В ее доме было совершено убийство; когда это случилось, она была там вместе с жертвой, мужем и еще одним человеком, так что ее свидетельство имеет решающее значение; тот человек обвинил ее мужа, и теперь все будет зависеть от ее показаний.

— Вот негодник! Я узнаю вашу дьявольскую руку в этом деле: вы подкупили свидетеля, который убил человека и поклялся, что это сделал муж хозяйки; теперь вы хотите втянуть в свою игру жену обвиняемого, во-первых, чтобы сделать ее своей любовницей, во-вторых, что будет еще приятнее, превратить ее в убийцу собственного мужа.

— Все так и было, Жюльетта, как же хорошо ты меня знаешь! Но мне хочется поскорее прийти к финалу, и я рассчитываю на тебя. Представляю, дорогая, какое меня ожидает извержение нынче вечером, когда я буду сношать эту женщину.
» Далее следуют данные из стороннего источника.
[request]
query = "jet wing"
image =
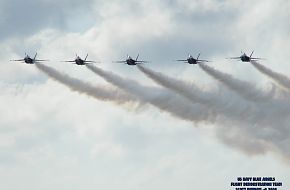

Между тем она пришла. Мадам де Вальроз в самом деле была одной из прелестнейших созданий, каких я встречала: небольшого роста, с роскошными формами, с удивительно чистой кожей, с прекрасными глазами, а при виде ее груди и задницы у любого потекли бы слюнки.

вернуться

123

Здесь стоит упомянуть нелепый обычай оплакивать покойника. Вместо того, чтобы лить слезы, надо радоваться, ибо благодаря своей смерти этот дорогой вам человек получил избавление от всех жизненных невзгод. Более того, наша скорбь, наши слезы ничем не могут ему помочь, а на живых действуют тягостно. То же самое можно сказать о церемонии погребения и об уважении, которое все еще оказывается мертвецу. Труп заслуживает только того, чтобы положить его в плодородную почву, где он сразу может дать всходы, быстро превратиться в червя, муху или растение. Если вы хотите оказать покойнику последнюю услугу, закопайте его под плодовым деревом или на зеленом лугу, все прочее — нелепость (Прим. автора)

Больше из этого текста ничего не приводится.